A close scrutiny into the motives of moral men will satisfy us that the love of our neighbour is not wholly or chiefly a disguised love of self; that we love God for what he is, transcendent in goodness and wisdom, as well as for what he is to us; that we do not bow down to duty solely because it is our interest well understood, but much more because it has an illimitable authority independent of our individual interests, and binds the conscience by its right to supreme dominion. God, man, duty are external objects which, over and above the consideration of self-interest, are served by morality as an end. Bishop Butler even maintained that all our instinctive impulses "are particular movements towards particular external objects," and cannot be ascribed to self-love. He instances the desire produced by hunger, of which "the object and end," he says, "is merely food."[837]But there is a further object for which alone the food is desired,—the removal of painful sensations, or the gratification of the palate, or the prolongation of life.

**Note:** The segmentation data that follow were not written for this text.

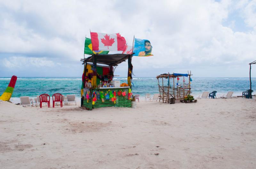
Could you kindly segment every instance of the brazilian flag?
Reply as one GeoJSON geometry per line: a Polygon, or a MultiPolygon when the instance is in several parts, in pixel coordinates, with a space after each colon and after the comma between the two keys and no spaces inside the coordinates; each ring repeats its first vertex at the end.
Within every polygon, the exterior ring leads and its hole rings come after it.
{"type": "Polygon", "coordinates": [[[84,42],[84,54],[91,55],[98,53],[99,54],[107,54],[108,51],[92,51],[92,40],[90,38],[85,38],[84,42]]]}

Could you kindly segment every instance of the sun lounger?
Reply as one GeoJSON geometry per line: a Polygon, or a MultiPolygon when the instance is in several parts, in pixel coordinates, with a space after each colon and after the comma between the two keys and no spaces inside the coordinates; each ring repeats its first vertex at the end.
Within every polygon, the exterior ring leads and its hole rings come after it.
{"type": "Polygon", "coordinates": [[[153,96],[153,99],[152,99],[153,101],[158,101],[158,100],[159,99],[159,95],[160,95],[159,93],[157,93],[156,94],[154,94],[154,96],[153,96]]]}
{"type": "Polygon", "coordinates": [[[209,94],[209,98],[211,97],[212,99],[216,98],[216,93],[217,93],[217,91],[213,91],[212,93],[210,93],[209,94]]]}
{"type": "Polygon", "coordinates": [[[207,99],[208,98],[209,95],[209,92],[203,92],[202,96],[200,97],[200,96],[199,96],[197,99],[207,99]]]}
{"type": "Polygon", "coordinates": [[[68,105],[69,103],[72,104],[73,103],[75,103],[76,105],[76,95],[67,95],[67,99],[66,100],[66,105],[68,105]]]}
{"type": "Polygon", "coordinates": [[[150,94],[147,93],[145,95],[145,102],[147,102],[148,99],[149,100],[149,101],[151,101],[152,98],[150,96],[150,94]]]}
{"type": "Polygon", "coordinates": [[[32,106],[34,107],[33,99],[30,99],[29,97],[28,96],[20,97],[20,105],[21,106],[26,107],[29,106],[29,107],[31,107],[31,106],[32,106]]]}
{"type": "Polygon", "coordinates": [[[136,100],[136,99],[138,99],[138,102],[140,102],[140,95],[136,95],[134,96],[134,97],[135,97],[135,100],[136,100]]]}
{"type": "Polygon", "coordinates": [[[250,89],[247,90],[245,92],[243,92],[243,94],[242,95],[242,98],[243,97],[246,99],[250,99],[250,96],[252,95],[252,93],[253,92],[253,91],[252,90],[251,90],[250,89]]]}
{"type": "Polygon", "coordinates": [[[227,98],[232,98],[232,95],[234,93],[234,92],[228,92],[226,95],[223,95],[222,97],[221,97],[222,99],[227,99],[227,98]]]}

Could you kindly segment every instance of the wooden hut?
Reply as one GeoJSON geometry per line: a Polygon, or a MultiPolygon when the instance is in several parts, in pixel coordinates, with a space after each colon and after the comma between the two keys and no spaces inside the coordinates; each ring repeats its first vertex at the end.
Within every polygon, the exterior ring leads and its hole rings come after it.
{"type": "Polygon", "coordinates": [[[129,95],[131,93],[132,54],[95,54],[81,60],[84,65],[81,91],[82,106],[90,110],[106,107],[131,107],[132,98],[129,95]],[[118,83],[115,84],[113,80],[114,67],[126,60],[128,62],[127,85],[121,87],[118,83]],[[115,96],[114,98],[111,95],[115,96]]]}
{"type": "Polygon", "coordinates": [[[162,101],[163,102],[171,103],[172,99],[183,100],[185,96],[191,93],[190,76],[192,75],[191,74],[168,73],[157,76],[160,94],[159,101],[162,101]],[[187,83],[185,83],[185,77],[188,77],[187,83]],[[164,79],[168,79],[167,84],[164,83],[164,79]]]}

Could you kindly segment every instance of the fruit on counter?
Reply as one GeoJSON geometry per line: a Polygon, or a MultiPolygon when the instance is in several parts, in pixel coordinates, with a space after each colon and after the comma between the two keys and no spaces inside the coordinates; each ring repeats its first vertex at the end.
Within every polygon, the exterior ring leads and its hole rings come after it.
{"type": "Polygon", "coordinates": [[[129,86],[129,85],[126,83],[123,83],[121,85],[120,85],[120,87],[128,87],[129,86]]]}
{"type": "Polygon", "coordinates": [[[189,95],[184,97],[184,100],[185,101],[192,101],[194,100],[194,96],[189,95]]]}

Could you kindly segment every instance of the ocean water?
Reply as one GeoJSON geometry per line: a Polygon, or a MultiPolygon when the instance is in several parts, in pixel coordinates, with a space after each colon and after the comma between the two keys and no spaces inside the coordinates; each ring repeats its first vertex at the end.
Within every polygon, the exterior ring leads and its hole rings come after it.
{"type": "MultiPolygon", "coordinates": [[[[233,95],[241,95],[243,91],[250,88],[249,78],[192,78],[192,95],[196,97],[201,95],[203,91],[212,92],[214,90],[217,91],[217,96],[222,96],[228,91],[234,91],[233,95]]],[[[180,79],[179,81],[183,83],[183,78],[180,79]]],[[[4,91],[10,79],[10,77],[0,77],[0,95],[4,91]]],[[[115,78],[115,80],[120,81],[121,83],[127,82],[127,81],[126,77],[118,77],[115,78]]],[[[185,83],[188,83],[188,77],[185,77],[185,83]]],[[[172,86],[172,80],[171,79],[170,81],[172,86]]],[[[132,81],[134,85],[132,88],[133,95],[140,95],[143,97],[146,93],[153,94],[158,92],[157,80],[155,77],[134,77],[132,81]]],[[[256,93],[256,78],[252,78],[252,89],[256,93]]],[[[167,80],[164,79],[164,83],[167,86],[167,80]]],[[[177,83],[176,79],[175,83],[177,83]]],[[[80,77],[18,77],[11,101],[18,102],[19,97],[21,96],[36,97],[37,95],[47,93],[51,96],[56,93],[65,95],[75,94],[79,98],[81,85],[82,79],[80,77]]]]}

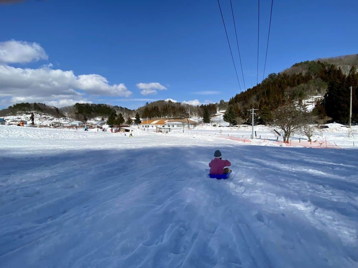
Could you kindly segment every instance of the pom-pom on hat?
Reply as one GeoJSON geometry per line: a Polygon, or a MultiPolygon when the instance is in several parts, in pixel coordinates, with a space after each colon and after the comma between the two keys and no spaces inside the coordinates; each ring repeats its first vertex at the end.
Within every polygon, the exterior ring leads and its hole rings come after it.
{"type": "Polygon", "coordinates": [[[216,158],[220,158],[221,157],[221,152],[218,150],[217,150],[214,153],[214,157],[216,158]]]}

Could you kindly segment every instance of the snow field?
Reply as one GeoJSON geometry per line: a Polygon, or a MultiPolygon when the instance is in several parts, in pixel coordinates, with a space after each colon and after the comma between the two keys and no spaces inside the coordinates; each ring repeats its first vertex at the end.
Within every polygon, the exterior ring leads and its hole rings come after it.
{"type": "Polygon", "coordinates": [[[0,126],[1,267],[358,266],[357,150],[65,131],[0,126]]]}

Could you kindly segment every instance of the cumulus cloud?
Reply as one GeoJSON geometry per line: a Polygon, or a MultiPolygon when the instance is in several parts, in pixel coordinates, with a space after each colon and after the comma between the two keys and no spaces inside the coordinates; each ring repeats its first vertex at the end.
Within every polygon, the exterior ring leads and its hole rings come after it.
{"type": "Polygon", "coordinates": [[[158,94],[158,92],[155,89],[143,89],[140,91],[140,94],[142,95],[146,96],[149,95],[155,95],[158,94]]]}
{"type": "Polygon", "coordinates": [[[116,100],[122,101],[156,101],[157,99],[146,99],[145,98],[133,98],[132,99],[120,99],[116,100]]]}
{"type": "Polygon", "coordinates": [[[193,92],[193,94],[197,94],[199,95],[214,95],[220,93],[219,91],[197,91],[193,92]]]}
{"type": "Polygon", "coordinates": [[[25,63],[48,59],[45,50],[37,43],[15,40],[0,42],[1,63],[25,63]]]}
{"type": "Polygon", "coordinates": [[[199,101],[199,100],[197,99],[193,100],[188,100],[187,101],[184,100],[183,101],[183,103],[187,104],[193,105],[194,106],[196,106],[197,105],[200,105],[201,104],[201,103],[199,101]]]}
{"type": "Polygon", "coordinates": [[[72,70],[54,70],[51,63],[38,69],[9,65],[48,58],[36,43],[14,40],[0,42],[0,104],[33,101],[61,106],[77,102],[91,103],[86,95],[128,97],[132,94],[123,84],[111,85],[98,74],[76,76],[72,70]]]}
{"type": "Polygon", "coordinates": [[[141,89],[140,93],[142,95],[158,94],[158,92],[156,90],[164,90],[167,89],[163,85],[156,82],[151,83],[139,83],[136,85],[140,89],[141,89]]]}

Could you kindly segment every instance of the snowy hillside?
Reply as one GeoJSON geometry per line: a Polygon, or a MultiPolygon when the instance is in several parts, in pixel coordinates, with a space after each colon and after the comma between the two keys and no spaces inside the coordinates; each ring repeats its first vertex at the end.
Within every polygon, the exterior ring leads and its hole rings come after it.
{"type": "MultiPolygon", "coordinates": [[[[67,122],[70,120],[69,118],[62,117],[57,118],[47,114],[39,112],[34,112],[35,117],[34,123],[35,124],[40,123],[52,122],[67,122]]],[[[28,113],[18,113],[15,115],[9,115],[4,116],[4,118],[7,121],[13,120],[25,120],[28,123],[30,123],[31,120],[30,118],[31,116],[31,112],[28,113]]]]}
{"type": "Polygon", "coordinates": [[[358,151],[194,131],[0,125],[0,266],[358,267],[358,151]]]}

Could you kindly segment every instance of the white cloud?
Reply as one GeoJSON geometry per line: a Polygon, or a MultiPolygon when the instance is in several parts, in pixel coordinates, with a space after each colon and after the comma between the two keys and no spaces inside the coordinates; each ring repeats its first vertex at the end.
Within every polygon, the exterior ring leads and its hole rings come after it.
{"type": "Polygon", "coordinates": [[[197,94],[199,95],[214,95],[219,94],[219,91],[197,91],[193,92],[193,94],[197,94]]]}
{"type": "Polygon", "coordinates": [[[61,106],[91,103],[86,95],[128,97],[132,94],[123,84],[110,85],[98,74],[76,76],[72,70],[54,70],[52,63],[36,69],[9,65],[48,58],[37,43],[0,42],[0,103],[34,101],[61,106]]]}
{"type": "Polygon", "coordinates": [[[168,102],[170,100],[171,102],[178,102],[178,101],[175,100],[173,100],[173,99],[167,99],[165,100],[165,101],[168,102]]]}
{"type": "Polygon", "coordinates": [[[151,83],[139,83],[136,85],[140,89],[142,95],[148,95],[150,94],[158,94],[158,92],[156,90],[163,90],[167,89],[166,88],[156,82],[151,83]]]}
{"type": "Polygon", "coordinates": [[[26,101],[33,98],[37,102],[45,99],[45,103],[54,101],[59,104],[61,100],[66,100],[76,103],[78,102],[76,100],[83,100],[85,94],[128,97],[132,93],[124,84],[110,85],[98,75],[76,76],[72,71],[53,70],[47,66],[32,69],[0,65],[0,98],[24,98],[23,101],[26,101]]]}
{"type": "Polygon", "coordinates": [[[156,101],[158,100],[157,99],[146,99],[145,98],[135,98],[132,99],[120,99],[118,100],[114,100],[118,101],[156,101]]]}
{"type": "Polygon", "coordinates": [[[0,42],[0,63],[24,63],[48,59],[45,50],[37,43],[15,40],[0,42]]]}
{"type": "Polygon", "coordinates": [[[197,105],[200,105],[201,104],[200,102],[199,101],[199,100],[188,100],[187,101],[184,100],[183,101],[183,103],[185,103],[187,104],[190,104],[190,105],[193,105],[194,106],[196,106],[197,105]]]}
{"type": "Polygon", "coordinates": [[[140,94],[142,95],[146,96],[149,95],[155,95],[158,94],[158,92],[155,89],[143,89],[140,91],[140,94]]]}

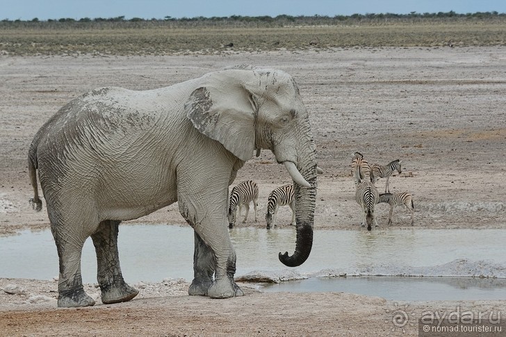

All these objects are often purely selfish, and always in their ordinary unreflecting state.[838]The uneasy sensation of hunger begins and ends with the individual; the single purpose for which he covets the food is to allay his particular physical craving; outside self there is no object left to attract the mind,—no over-plus to which our thoughts can be directed. There is not, as in the case of God, man, and law, an object which has a claim upon our hearts and understandings distinct from the special benefit to ourselves. The desirefor food is a selfish, but not an evil instinct, for self-love is part of the duty and constitution of man. Pope's error was in putting a fragment for the whole, and merging duty in selfishness.